Otherwise running any A/V will still miss some things, A/V is essential, but A/V
without firewalling still gets infected sooner or later, and the browser/toolbar
ideas are great too, but only to prevent vectors introduced by the browser,
not to prevent being infected by drive-by portscanning, which is rampant
+ Dave Dennis
+ Seattle, WA
On Fri, 7 Jan 2005, Paris E. Stone wrote:
> Use Mozilla.
> If IE is a must, get the yahoo toolbar with anti-spy.
> Spybot, have it immunize the system and block all bad pages & use the
> TeaTimer component.
> Paris E. Stone, "Linux Zealot"
> CISSP, CCNP, CNE, MCSE
> The only thing necessary for the triumph of evil,
> is for good men to do nothing.
> - Edmund Burke
> -----Original Message-----
> From: Illuminatus Master [mailto:firstname.lastname@example.org]
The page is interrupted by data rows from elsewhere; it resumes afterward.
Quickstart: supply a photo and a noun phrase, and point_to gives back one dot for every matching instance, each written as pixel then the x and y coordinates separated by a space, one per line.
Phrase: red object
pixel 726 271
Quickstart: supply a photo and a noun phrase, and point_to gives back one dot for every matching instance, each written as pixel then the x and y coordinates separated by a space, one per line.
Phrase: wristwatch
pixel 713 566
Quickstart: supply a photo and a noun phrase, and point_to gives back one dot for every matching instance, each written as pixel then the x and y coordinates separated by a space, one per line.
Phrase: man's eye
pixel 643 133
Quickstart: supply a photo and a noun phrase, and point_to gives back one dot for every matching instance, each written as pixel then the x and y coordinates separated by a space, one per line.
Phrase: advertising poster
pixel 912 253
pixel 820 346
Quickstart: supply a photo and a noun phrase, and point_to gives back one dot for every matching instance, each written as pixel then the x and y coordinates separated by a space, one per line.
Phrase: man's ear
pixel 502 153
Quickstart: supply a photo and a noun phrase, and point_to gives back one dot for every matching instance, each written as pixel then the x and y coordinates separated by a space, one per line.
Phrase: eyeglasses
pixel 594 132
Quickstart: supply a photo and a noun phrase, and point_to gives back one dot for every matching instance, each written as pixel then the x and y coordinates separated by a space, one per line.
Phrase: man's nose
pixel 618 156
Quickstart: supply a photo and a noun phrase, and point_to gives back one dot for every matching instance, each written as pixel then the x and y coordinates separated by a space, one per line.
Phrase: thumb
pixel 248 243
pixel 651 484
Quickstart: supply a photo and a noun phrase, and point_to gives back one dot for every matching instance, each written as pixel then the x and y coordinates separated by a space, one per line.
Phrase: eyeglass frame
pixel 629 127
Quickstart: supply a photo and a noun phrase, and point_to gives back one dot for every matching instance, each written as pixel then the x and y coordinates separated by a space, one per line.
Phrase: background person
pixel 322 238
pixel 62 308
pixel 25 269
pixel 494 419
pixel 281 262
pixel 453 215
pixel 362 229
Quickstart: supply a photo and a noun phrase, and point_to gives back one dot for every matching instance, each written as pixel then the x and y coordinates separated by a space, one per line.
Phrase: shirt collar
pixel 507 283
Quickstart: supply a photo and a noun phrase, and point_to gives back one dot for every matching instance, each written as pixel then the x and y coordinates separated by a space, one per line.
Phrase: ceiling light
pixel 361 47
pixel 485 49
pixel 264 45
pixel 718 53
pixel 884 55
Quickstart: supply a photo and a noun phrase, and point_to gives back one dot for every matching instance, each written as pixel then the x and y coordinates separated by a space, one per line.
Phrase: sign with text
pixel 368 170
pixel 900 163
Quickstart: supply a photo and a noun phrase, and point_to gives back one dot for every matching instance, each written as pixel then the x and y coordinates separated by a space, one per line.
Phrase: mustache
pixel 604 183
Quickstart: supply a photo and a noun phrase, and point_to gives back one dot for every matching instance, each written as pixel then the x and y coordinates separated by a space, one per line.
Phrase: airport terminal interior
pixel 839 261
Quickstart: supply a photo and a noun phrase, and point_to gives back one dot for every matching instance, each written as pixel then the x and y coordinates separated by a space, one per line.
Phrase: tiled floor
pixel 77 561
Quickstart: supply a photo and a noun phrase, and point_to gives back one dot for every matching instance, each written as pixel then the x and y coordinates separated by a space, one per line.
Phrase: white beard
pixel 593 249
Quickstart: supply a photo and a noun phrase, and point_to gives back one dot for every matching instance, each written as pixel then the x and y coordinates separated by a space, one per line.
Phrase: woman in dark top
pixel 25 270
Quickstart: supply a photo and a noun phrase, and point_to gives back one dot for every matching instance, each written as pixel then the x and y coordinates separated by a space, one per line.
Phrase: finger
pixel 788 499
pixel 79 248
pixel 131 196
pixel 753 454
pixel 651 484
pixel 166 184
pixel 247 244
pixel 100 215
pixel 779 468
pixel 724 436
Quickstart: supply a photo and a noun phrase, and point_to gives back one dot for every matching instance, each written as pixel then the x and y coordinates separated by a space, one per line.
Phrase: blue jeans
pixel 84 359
> Sent: Friday, January 07, 2005 12:37 PM
> To: email@example.com
> Subject: IE Malware / Spyware Control Methods
> Hello List,
> I'm sure you all realize the growing threat of malware and spyware to
> Internet Explorer. It has been my experience that the initial
> infection and/or removel of an infection by anti-spyware products can
> permanently damage a windows workstation. This damage occurs in many
> forms and often leads too the workstation being reformatted and
> rebuilt before going back into service.
> A recent example is earlier this week, in spite of content filtering,
> a workstation was infected with "wintools", "mysearchtoolbar" etc. The
> tough part of this is that such malware has multiple instances/threads
> and renames system files like msconfig to resist removal. Often
> IE/Windows is so damaged it's more time effiecient to just replace the
> box and rebuild the infected one.
> My question is this, I'm batting around the idea of using Group Policy
> in our Active Directory to try and choke IE down to the point where
> such Malware has trouble installing itself. Has anyone here ever tried
> such as this with any degree of success?
> Other than Group Policy I'm also considering deploying an alternate
> web browser that isnt subject to malware infection but doing so
> complicates my patching/reporting routine for our security audits.
> I look forward to your comments and idea's.